After years of consideration and feedback the Federal Trade Commission released the final revision to the 14-year old Children’s Online Privacy Protection Act (COPPA) Rule. The FTC began its review of the Rule back in April 2010 and we reported on the proposed amendments here. The revised Rule, with only a few exceptions, essentially follow the changes proposed earlier this year.
COPPA regulates website and online services either (a) directed to children under 13 or (b) that have actual knowledge that a user is under 13. The main message delivered at a press conference announcing the final amendments was the importance of protecting children in the mobile and online spaces. Senator Jay Rockefeller (D-WV) said the committee’s goals are to make child protections “strong, stronger and yet stronger.”

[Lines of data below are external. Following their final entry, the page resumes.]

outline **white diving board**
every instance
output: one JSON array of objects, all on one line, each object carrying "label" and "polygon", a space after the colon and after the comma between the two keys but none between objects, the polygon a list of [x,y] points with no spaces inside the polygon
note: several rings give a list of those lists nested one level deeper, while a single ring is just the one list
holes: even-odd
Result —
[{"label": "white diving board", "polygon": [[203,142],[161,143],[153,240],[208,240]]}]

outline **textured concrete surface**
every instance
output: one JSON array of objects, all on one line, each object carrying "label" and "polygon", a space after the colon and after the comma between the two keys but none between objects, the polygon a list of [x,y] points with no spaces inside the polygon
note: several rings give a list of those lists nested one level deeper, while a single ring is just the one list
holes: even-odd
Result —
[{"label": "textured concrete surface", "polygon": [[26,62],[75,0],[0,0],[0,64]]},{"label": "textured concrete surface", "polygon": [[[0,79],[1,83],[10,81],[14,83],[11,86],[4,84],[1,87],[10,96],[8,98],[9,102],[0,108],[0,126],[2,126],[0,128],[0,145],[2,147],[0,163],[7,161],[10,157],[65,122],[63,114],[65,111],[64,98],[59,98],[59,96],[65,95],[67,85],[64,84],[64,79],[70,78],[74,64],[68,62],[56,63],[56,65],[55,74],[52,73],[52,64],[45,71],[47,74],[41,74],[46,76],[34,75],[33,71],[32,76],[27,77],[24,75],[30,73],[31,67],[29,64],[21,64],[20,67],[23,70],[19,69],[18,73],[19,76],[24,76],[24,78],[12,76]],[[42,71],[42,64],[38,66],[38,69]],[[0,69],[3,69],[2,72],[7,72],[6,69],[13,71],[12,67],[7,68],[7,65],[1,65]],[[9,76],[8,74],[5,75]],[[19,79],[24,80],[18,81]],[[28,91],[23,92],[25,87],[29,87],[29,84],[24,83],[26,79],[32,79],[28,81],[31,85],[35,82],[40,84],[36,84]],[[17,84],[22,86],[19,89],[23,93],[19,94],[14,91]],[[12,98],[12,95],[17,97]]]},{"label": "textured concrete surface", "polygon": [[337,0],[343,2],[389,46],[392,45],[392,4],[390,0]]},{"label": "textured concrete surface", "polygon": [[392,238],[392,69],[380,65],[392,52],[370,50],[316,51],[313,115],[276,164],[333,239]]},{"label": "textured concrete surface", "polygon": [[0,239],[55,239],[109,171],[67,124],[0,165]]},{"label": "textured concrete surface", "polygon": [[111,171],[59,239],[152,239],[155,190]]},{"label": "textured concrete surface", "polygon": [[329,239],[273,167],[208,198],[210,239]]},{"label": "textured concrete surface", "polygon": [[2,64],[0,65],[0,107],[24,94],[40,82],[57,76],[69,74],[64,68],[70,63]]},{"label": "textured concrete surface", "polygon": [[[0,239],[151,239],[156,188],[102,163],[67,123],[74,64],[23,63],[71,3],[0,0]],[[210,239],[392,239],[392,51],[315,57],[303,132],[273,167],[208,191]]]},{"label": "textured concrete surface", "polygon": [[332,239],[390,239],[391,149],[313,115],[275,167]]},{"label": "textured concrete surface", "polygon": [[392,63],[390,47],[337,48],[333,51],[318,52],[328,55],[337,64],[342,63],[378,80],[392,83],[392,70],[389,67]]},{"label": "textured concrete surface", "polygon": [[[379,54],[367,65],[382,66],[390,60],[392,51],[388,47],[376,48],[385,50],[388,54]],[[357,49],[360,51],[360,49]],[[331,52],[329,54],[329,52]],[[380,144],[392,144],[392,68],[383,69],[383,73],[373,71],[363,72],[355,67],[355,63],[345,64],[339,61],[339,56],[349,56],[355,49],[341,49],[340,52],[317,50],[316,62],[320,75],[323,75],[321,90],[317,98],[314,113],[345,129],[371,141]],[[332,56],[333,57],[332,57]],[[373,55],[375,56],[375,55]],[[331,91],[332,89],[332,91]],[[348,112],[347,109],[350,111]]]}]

New provisions expand the definition of “personal information” (PI) collected to trigger parental consent — mostly to adapt the effectiveness of the law to new online and mobile technologies. The updated regulation requires parental consent before operators in the online or mobile application space collect PI from children, but provides a carve out for data used only “for the sole purpose of supporting the website or online service’s internal operations, such as contextual advertising, frequency capping, legal compliance, site analysis, and network communications.” Contextual advertising provides content based on the site visited (e.g. if you are visiting a sports site there may be advertisements for sporting equipment) while behavioral advertising delivers ads based on tracking the user’s Internet browsing activities and targeting the advertisements to their interests (e.g. if you look at a pair of shoes on a site today you may see those shoes advertised on other sites you visit tomorrow). Sites willing to forgo behavioral advertisements can use this caveat to target child audiences with less worry about violating COPPA requirements.
In addition, other key changes include:
“Personal Information”now includes:
- photos, videos, or audio files that contain the child’s image or voice
- persistent identifiers used to “recognize a user over time and across different websites or online services,” but only to the extent they are not used to support the internal operations of the site or service. This means that sites like Google cannot use tracking tools to follow children across websites to provide behavioral advertising, but they can use the same tools to track users (including children) to gage and adjust bandwidth to effectively provide their services
- “Operator” extends to child-directed sites and online services that allow third parties (such as plug-ins or advertising networks) to collect personal information from users. In the news conference Wednesday, FTC Chairman Leibowitz said this does not include the App Store or Google Play because they are general purpose stores and not primarily targeted to children under 13.
- “Website or online service directed to children” extends to plug-ins or ad networks when they have actual knowledge they’re collecting personal information from a child-directed site. Previously, third-party data brokers could use plug-ins and ad networks to collect information on children without notifying and obtaining consent from parents. This loophole has been closed, and in some instances third parties will have to comply with all of the COPPA rules as if they were directly interacting with children.
There is a new carve out in this section that allows sites and services that are directed to children, but whose primary audience is not children, to use an age screen to apply COPPA protections only to those that self-identify as under 13. The FTC also affirmed their use of “totality of the circumstances” to determine whether a site or service is directed to children, adding musical content, the presence of child celebrities, and celebrities who appeal to children, to the list of factors considered.
- The change to the definition of “Collection” of personal information now allows operators to run interactive communities with child participants without parental consent, so long as the child’s personal information it deleted before it’s made public.
- The final rule also establishes a process allowing operators to get formal approval to add permitted activities to the definition of “support for internal operations.”
Notice and Consent
- The final rule requires “just in time” notice that makes it easier for parents to get the most important details about the information being collected. The notice must include
- What information has already been collected
- Purpose of the notice
- Actions the parents must take
- Description of how the information will be used
- A hyperlink to the website privacy notice
- In addition to using the already approved methods of obtaining consent (including “Email Plus”) operators can use:
- “scan and send” forms
- video conferencing consent
- government-issued identification
- alternative payment systems (such as debit cards) as long as they meet certain criteria
- The FTC has also established a voluntary 120-day notice and comment process allowing operators to get approval for other methods.
- Operators are required to take reasonable steps to ensure children’s personal information is only released to companies that are capable of maintaining the confidentiality and security of the information.
- Operators must only retain data for as long as reasonably necessary to fulfill the purpose for which is was collected.
- The new rule requires the “safe harbor programs” to audit their members and report the aggregated results of the audits to the FTC.
For further reading: Center for Democracy & Technology
The Rule is effective on July 1, 2013 — giving operators and advertisers some time to determine a path to compliance. This is the time to start reviewing operations and how the new Rule affects your business. You may also want review the recommendations made by the FTC Business Blog.